What you first need to do is read rfc1939 to get an idea of the POP3 protocol. But immediately after reading that, you'll need to read the following list of RFCs... actually, screw it, I'm not going to paste the long list of them here, I'll just link you to the website of my MimeKit library which already has a fairly comprehensible list of them.
As your original code correctly did, it needs to keep reading from the socket until the termination sequence (".\r\n") is encountered, thus terminating the message stream.
The way you are doing it is really inefficient, but whatever, it'll (mostly) work except for the fact that you need to undo any/all byte-stuffing that is done by the POP3 server to munge lines beginning with a period ('.'). For more details, read the POP3 specification I linked above.
To parse the headers, you'll need to read rfc822. Suffice it to say, Olivier's approach will fall flat on its face, most likely the second it tries to 'split' any real-world messages... unless it gets extremely lucky.
As a hint, the message body is separated from the headers by a blank line.
Here's a few other problems you are likely to eventually run into:
- Header values are supposed to be encoded if they contain non-ASCII text (see rfc2047 and rfc2231 for details).
- Some header values in the wild are not properly encoded, and sometimes, even though they are not supposed to, include undeclared 8-bit text.

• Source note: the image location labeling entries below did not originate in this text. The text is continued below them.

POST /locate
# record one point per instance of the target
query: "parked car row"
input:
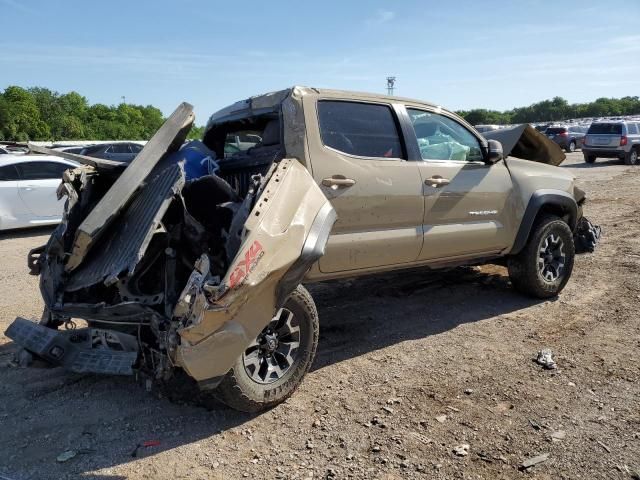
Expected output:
(28, 185)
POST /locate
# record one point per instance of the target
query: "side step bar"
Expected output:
(85, 350)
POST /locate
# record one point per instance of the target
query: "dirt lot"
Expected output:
(410, 365)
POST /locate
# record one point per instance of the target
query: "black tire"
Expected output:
(528, 270)
(241, 392)
(631, 158)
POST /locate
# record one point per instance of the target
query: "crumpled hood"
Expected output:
(524, 141)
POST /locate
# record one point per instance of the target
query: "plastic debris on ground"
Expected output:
(545, 358)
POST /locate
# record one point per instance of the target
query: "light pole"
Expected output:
(391, 81)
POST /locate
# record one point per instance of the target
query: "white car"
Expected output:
(28, 186)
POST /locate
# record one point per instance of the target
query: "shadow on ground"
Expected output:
(26, 233)
(106, 417)
(598, 163)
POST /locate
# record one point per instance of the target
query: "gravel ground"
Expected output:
(410, 366)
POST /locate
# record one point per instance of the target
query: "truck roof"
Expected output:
(269, 101)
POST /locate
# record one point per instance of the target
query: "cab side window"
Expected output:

Dealing with this is non-trivial. This also means that you cannot really use a StreamReader to read lines as you'll lose the original byte sequences.
- If you actually want to do anything with the body of the message, you'll have to write a MIME parser.
I'd highly recommend using MimeKit and my other library, MailKit, for POP3 support.
Trust me, you are in for a world of pain trying to do this the way you are trying to do it.